Non va dimenticato che la popolazione penitenziaria è ancora fortemente rappresentata da persone con problemi di dipendenza a cui il sistema sanitario risponde con difficoltà. Una difficoltà che deriva da una ridotta politica economica di lotta alle dipendenze, tema che ha perso interesse e che vive solo grazie a normative esistenti e alle strutture del privato sociale che, a fronte di lente liste di attesa, accolgono e contengono un fenomeno che non limita la propria espansione.
Nessuno pensa che un percorso di trattamento, che difficilmente può attuarsi all’interno di un istituto penitenziario, possa includere esperienze riparative e che le stesse possano trovare spazio solo se ci orientiamo verso una politica di decarcerizzazione.
Le polemiche sulla Giustizia Riparativa affliggono i processi in corso e l’applicazione delle misure alternative perché mancano ancora le strutture adeguate, i tempi per la loro realizzazione sono lunghi così come la formazione degli addetti.
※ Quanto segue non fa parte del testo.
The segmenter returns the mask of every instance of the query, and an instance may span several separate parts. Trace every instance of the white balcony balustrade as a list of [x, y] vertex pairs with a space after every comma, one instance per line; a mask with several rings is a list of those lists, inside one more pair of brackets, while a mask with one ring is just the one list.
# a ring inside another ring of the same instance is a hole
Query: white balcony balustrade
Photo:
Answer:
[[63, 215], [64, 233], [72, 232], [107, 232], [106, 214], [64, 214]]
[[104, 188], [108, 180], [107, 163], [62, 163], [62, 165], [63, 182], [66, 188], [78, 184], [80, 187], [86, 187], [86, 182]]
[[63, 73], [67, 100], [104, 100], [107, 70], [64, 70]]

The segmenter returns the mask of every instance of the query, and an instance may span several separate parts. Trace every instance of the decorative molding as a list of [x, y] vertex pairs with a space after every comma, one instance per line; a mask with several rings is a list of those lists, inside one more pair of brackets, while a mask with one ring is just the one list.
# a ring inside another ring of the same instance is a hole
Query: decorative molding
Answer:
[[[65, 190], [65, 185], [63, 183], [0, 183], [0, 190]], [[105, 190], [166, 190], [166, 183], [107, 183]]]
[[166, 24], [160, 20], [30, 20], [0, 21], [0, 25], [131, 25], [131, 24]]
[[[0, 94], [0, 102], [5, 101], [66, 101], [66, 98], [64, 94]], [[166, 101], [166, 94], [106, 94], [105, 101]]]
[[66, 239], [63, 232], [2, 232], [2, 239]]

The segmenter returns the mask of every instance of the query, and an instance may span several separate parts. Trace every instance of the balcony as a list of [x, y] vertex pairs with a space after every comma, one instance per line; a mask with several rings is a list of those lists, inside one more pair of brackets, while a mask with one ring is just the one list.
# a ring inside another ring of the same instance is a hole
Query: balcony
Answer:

Per cui non sarebbe forse utile fermarci a riflettere sull’attuazione di ciò che esisterebbe favorendo, nelle more, uno sfollamento carcerario caratterizzato da un momento di pacificazione collettiva che aiuti tutti a pensare in modo differente?
Sono troppo idealista se ritengo che siamo tutti chiamati ad uscire dai nostri problemi per occuparci del benessere collettivo contribuendo a crescere come esseri umani che si prendono cura di altri esseri umani, invece di continuare a difenderci in modo acritico? Sono ancora idealista se ritengo che una maggiore partecipazione della società civile all’azione rieducativa possa attribuire al Carcere quella funzione residuale dell’azione penale?
Probabilmente sì, ma questo non mi impedisce di continuare a pensare che un provvedimento di indulto, nelle forme più opportune, non possa provocare danni ulteriori. Non penso neppure che possa rappresentare la redenzione di chi è incline a violare la legge, ma una possibilità per quelli che ci vogliono provare sicuramente non è da escludere, con evidenti ricadute benefiche sulla collettività.
Nel frattempo possiamo pensare a far funzionare la Giustizia Riparativa come strumento culturale e complementare al sistema senza che nessuno si senta depauperato delle funzioni divine che gli sono state attribuite, ma con l’auspicio che ciò possa rappresentare un’opportunità anche per le persone offese, mai realmente soddisfatte dell’intervento della Magistratura.
Nel frattempo induciamo il Governo a rivedere certe recenti politiche penali frutto della paura che vanno nel senso della criminalizzazione di soggetti fragili che diventeranno sempre più vulnerabili e probabilmente più criminogeni.
Riflettiamo.

Avv. Marco Cafiero – Consulente F.I.C.T.